The uncertainty hanging over these appointments is not surprising. Similar stalemates have forestalled the installation of a domestic tribunal to try post election violence offenders in the past.

The other reason Kibaki advanced in seeking support on deferral was that of protecting Kenya’s national dignity and sovereignty. That argument is also in bad faith for many reasons not least of which is it that it would legitimize not having to undertake the kind of investigation the Prosecutor is undertaking against those most responsible for post election violence in Kenya. That would only further the road towards impunity.

Finally, I see no relationship between preventing the resumption of conflict and violence in the country and ICC investigations or prosecutions. If this was the case, a domestic tribunal once set up could create the same dynamics that Kibaki fears the ICC process would set in motion resulting in further possible violence. This argument is tenuous at best.

The one argument Kibaki did not make but was made by the African Union’s Commission Chairman Jean Ping that O’Campo’s latest effort to seek sermons against individuals in yet another African country was further evidence of applying double standards against Africans. Ping has argued why not Argentina, Iraq, Mynammar? Why has O’Campo primarily focused on African countries such as Sudan, DRC, Uganda and now Kenya? See Ping’s comments.

In my view, at the end of the day the support African countries gave to Kenya’s deferral request has more to do with this sense of double standards than anything else. More on that in a future post.

There is of course an African Union precedent seeking Security Council deferral with reference to the arrest warrant for Sudanese President Bashir. The Summit of the African Union in 1999 supported the deferral. See related resolution.

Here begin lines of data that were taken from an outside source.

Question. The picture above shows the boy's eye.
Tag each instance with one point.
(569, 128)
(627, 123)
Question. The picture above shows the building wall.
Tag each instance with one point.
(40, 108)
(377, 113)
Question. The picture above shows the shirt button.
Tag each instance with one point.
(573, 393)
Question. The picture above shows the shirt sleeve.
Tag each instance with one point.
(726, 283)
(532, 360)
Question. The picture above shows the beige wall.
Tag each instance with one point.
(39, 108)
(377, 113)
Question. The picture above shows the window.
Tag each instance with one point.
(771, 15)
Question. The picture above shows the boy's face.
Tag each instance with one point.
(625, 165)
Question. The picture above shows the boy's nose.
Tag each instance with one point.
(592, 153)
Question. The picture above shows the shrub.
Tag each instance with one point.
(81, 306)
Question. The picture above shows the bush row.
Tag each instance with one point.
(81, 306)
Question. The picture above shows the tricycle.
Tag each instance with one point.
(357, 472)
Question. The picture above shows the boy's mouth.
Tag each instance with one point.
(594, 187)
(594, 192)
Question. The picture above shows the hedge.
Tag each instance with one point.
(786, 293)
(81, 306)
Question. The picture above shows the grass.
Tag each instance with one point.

This request was never acted upon by the Security Council. As a result, the Summit in its 13th Ordinary Session in 2009 “Decide[d] that in view of the fact that the request by the African Union has never been acted upon (by UN Security Council), the AU Member States shall not cooperate pursuant to the provisions of Article 98 of the Rome Statute of the ICC relating to immunities, for the arrest and surrender of President Omar El Bashir of The Sudan.” This decision was reiterated (decision Assembly/AU/Dec. 296 (XV) by the 15th Ordinary session of the Assembly in July 2010 in Kampala, Uganda.